The game even branches out with its own original mechanic: a variety of moral restrictions invoking everyone’s stereotypical childhood taboos. Playing with fire, contradicting adults, and six others comprise the list, though only one barrier can be lifted at once. This shows promise; but while unlocking each restriction serves as its own self-contained puzzler, they’re rarely referenced again, and having to swap them out is more useless than anything. The game instead sticks to what it does best: the tried and true method of picking everything up and madly hoping you’ll know what to do with it. Unfortunately, it’s not a complete stranger to inconsistent logic (something it rather brilliantly points out itself), with the potential to easily frustrate. What the puzzles result in is where our eyebrows began to loft once again. A nabbed key or unlocked door will often carry with it an unsettling and grisly death; one you clearly caused, despite the game’s winking naivete.

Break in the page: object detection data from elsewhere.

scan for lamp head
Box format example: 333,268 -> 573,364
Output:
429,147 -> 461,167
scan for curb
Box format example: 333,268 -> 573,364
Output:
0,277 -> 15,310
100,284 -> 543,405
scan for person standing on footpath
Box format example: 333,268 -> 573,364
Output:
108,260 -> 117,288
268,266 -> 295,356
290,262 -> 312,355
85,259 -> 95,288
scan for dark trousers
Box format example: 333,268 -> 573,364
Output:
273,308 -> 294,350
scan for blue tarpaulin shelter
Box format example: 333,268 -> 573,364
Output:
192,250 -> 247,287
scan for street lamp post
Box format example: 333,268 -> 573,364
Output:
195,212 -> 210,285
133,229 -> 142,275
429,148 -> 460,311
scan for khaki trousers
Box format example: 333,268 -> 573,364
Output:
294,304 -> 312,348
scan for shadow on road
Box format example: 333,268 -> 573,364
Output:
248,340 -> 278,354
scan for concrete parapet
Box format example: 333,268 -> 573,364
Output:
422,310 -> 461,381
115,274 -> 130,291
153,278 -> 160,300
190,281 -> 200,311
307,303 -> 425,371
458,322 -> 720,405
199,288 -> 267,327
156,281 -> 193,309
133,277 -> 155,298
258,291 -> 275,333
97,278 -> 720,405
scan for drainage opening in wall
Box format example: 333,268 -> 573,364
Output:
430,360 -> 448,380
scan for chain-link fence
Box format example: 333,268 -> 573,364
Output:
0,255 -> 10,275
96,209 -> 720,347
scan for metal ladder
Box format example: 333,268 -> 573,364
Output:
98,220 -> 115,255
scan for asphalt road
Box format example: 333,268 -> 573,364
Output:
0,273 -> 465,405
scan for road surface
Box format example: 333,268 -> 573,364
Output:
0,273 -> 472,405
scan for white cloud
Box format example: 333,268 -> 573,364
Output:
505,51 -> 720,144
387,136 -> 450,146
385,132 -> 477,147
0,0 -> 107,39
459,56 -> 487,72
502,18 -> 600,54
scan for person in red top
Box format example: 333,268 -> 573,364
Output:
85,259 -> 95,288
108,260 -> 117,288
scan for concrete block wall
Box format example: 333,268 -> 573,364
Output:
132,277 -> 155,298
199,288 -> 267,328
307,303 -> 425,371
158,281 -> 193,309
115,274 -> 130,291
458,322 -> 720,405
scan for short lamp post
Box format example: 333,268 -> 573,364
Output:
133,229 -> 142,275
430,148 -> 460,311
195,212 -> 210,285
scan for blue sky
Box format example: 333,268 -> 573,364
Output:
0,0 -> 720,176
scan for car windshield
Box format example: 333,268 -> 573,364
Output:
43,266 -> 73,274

It’s this surprisingly blatant sense of the macabre that oozes from the game’s every line and action. It makes a black contrast to the surreal silliness instilled in this troubled world. Characters have the absurdities expected from a Monkey Island, but with a dash of the unpleasant or insane that makes one question them each in turn; the art is a jumble of piecemeal proportions and perspectives, which could be charming if not for the subdued colour palette; and the music has a jaunty jazz beat that’s kept to the melancholy or downright creepy.
Though the striking contrast certainly makes the world stand out among its more merry peers, for good or ill, such liberal use of darkness doesn’t come without a price. The troubling psychosis of the demure Lily, which is hinted at but never defined in the first chapter, is rushed by in the next two, concluding in an unrewarding and over-explained trio of possible endings. Both premise and tone set up intriguing expectations, but failing to deliver leaves them merely haphazard and overwrought for such an otherwise conventionally carefree game. Why did Lily perform these horrors? What were all those deaths even for? Is that lunch lady verifiably insane or just a jerk? Half-answered questions trail listlessly into a conclusion that makes you wonder if Daedalic ever even cared about the answers.
While Harvey’s New Eyes may fail in its loftier ambitions (assuming they were even there; perhaps being twisted is its own reward), it’s in tinkering with tradition that it makes a game well worth playing. Tackling substantial puzzles and oddball humour with a practised air of know-how, Daedalic created a memorable show of point-and-clicky goodness; just one that may leave you staring in uncomfortable silence.